The industry of natural resources is receiving a lot of attention these days not just in this country, but beyond the borders as well. The sector is being focused on by many buyers and sellers, since there are fewer risks involved and business is quite predictable. According to a recent merger and acquisition report, the natural resources market has not been fully exploited yet. There are so many state owned companies that actually want more investments and interest from the private sector.
So, while evaluating the deals in the natural resources market, what factors are being considered more important? According to a poll in which more than 300 professionals of the merger and acquisition industry voted, a lot of deal makers are now regarding environmental, social and governance or ESG factors as really important. Never before in the past have issues like rising prices of natural resources, global climatic conditions, and urbanization concerned deal makers. The trends have now changed, and all these things have become fairly significant in the M&A industry.
The poll results state that at least 68% of the respondents who are planning a merger in the upcoming year will consider ESG factors before closing the deal. Similarly, 38% of the investors and 36% of the factors senor management regard ESG factors to be the primary concern. Nearly half of the deal makers set their focus on operational efficiency, revenue enhancement and risk management.

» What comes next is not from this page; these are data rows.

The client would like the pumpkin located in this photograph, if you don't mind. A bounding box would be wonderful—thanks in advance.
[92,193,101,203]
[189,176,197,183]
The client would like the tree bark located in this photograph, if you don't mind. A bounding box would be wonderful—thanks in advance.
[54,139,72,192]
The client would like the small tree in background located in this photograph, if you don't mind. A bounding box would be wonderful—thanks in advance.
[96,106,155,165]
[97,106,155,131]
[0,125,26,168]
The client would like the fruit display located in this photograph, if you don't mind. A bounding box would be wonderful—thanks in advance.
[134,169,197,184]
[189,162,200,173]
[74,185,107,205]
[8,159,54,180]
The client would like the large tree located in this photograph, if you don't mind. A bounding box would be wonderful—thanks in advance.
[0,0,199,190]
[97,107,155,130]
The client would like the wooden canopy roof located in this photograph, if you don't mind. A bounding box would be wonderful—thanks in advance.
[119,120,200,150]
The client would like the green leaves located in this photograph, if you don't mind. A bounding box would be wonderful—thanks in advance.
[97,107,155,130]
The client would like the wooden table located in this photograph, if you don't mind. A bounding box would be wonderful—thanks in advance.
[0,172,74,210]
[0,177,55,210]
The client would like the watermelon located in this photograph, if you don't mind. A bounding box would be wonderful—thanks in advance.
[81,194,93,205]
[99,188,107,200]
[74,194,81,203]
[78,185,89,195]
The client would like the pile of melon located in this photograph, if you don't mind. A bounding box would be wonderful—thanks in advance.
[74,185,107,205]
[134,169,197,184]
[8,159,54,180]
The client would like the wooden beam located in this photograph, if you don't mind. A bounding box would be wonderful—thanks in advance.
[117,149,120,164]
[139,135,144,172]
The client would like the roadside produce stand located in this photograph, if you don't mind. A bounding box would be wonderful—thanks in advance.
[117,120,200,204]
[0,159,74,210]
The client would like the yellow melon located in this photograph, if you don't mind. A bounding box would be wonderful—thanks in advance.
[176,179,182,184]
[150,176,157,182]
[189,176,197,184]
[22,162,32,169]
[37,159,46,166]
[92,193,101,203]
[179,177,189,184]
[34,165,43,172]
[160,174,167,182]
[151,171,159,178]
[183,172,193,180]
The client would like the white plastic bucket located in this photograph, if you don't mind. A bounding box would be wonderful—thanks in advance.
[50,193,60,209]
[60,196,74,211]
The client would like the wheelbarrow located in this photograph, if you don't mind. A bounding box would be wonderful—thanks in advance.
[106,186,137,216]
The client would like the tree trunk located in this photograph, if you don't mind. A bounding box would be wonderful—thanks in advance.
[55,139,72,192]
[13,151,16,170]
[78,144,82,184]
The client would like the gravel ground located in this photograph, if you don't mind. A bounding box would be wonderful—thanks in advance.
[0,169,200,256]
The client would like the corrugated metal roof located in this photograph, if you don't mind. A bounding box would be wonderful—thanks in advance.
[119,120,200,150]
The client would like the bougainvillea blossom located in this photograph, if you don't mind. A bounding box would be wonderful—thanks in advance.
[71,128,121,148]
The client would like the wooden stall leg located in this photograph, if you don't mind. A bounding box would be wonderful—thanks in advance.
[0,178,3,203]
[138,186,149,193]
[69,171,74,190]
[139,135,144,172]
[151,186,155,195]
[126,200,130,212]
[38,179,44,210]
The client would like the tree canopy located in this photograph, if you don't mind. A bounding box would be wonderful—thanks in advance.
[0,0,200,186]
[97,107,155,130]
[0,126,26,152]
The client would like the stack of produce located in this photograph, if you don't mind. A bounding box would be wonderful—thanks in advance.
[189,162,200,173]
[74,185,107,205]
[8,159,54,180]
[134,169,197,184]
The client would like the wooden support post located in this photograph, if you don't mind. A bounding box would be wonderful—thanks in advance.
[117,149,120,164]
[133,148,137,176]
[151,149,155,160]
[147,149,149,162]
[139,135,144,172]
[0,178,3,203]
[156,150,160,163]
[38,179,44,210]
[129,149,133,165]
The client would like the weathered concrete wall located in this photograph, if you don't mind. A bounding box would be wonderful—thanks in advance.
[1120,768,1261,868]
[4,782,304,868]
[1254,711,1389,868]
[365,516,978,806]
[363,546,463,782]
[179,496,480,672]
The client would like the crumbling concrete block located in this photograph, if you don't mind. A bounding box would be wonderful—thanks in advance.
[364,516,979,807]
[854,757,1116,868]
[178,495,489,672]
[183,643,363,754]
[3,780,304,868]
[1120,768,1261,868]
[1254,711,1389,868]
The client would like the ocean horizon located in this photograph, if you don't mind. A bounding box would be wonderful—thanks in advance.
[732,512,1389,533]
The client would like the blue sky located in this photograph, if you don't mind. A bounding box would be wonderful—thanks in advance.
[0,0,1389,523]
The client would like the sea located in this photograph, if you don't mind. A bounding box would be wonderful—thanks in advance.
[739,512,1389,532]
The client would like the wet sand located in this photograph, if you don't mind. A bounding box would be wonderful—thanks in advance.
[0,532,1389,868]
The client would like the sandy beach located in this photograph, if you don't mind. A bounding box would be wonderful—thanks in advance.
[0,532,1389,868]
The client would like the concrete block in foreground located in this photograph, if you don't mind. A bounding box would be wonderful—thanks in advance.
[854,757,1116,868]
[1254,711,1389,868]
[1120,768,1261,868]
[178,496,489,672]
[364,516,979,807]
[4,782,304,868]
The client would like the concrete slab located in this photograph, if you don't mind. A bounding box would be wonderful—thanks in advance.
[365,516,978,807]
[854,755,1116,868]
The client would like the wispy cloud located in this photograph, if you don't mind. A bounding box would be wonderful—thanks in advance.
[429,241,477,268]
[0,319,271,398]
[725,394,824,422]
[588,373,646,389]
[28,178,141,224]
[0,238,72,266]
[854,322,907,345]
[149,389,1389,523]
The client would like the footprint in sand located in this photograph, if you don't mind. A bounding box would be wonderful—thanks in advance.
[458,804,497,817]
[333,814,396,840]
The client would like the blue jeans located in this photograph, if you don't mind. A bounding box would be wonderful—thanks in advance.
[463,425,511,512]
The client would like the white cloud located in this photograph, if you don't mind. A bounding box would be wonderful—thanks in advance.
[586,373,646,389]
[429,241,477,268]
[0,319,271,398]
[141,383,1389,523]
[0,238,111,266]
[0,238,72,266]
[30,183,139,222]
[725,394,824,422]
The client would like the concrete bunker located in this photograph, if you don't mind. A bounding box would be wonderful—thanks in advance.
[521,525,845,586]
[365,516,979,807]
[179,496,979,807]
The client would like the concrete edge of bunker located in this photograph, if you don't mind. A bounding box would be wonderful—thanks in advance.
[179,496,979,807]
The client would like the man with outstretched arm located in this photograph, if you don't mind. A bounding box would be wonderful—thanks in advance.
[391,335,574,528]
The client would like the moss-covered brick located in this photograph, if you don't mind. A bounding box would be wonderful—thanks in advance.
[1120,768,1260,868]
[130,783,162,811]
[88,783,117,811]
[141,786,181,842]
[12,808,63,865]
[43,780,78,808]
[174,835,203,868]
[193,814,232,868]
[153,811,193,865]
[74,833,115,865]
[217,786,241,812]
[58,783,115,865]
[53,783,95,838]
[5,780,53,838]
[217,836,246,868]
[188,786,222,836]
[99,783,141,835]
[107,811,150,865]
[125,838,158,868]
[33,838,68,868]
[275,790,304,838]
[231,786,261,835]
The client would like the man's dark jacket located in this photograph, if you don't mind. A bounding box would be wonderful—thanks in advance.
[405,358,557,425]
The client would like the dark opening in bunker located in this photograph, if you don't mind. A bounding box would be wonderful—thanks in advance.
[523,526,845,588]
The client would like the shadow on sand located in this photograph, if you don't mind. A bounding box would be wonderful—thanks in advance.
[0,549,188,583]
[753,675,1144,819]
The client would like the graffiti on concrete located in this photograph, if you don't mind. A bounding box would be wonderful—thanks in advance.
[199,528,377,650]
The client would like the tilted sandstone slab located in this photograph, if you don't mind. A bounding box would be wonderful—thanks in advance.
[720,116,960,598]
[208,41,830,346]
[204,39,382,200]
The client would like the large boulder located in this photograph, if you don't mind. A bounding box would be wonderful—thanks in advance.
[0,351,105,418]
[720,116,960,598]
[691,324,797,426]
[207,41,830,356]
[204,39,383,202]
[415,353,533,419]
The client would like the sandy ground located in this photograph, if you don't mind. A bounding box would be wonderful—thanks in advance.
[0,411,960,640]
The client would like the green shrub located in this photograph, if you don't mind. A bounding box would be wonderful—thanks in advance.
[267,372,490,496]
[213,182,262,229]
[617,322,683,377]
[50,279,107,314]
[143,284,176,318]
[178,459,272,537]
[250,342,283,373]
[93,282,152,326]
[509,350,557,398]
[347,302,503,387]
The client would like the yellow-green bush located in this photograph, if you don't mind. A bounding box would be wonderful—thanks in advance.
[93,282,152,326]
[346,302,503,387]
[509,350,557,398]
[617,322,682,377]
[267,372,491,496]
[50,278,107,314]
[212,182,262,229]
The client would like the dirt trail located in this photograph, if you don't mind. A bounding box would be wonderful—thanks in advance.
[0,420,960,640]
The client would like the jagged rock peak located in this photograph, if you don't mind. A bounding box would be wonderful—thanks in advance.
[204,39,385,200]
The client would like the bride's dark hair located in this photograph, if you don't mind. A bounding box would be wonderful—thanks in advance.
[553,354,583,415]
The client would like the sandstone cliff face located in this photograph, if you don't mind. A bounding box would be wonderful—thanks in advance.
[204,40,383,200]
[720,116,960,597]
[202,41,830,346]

A director of a firm which has recently merged stated that most of the organizations lay their focus on liability assessments and risk management while evaluating the probability of a deal’s success. However those businesses that are more advanced and better informed realize that ESG factors go deeper than just managing risks. All these companies utilize ESG factors to demine the benefits which the merged business can enjoy in terms of finances, reputation and operations.
The poll also asked the respondents to vote for those issues that appeared as the biggest obstacles in considering ESG and evaluating deals. The results suggested reduced support from senior level management, inefficiency or absence of methodologies and lack of expertise to be the primary reasons that led to inaccurate or imprecise analysis of a deal, and eventually cause it to fail.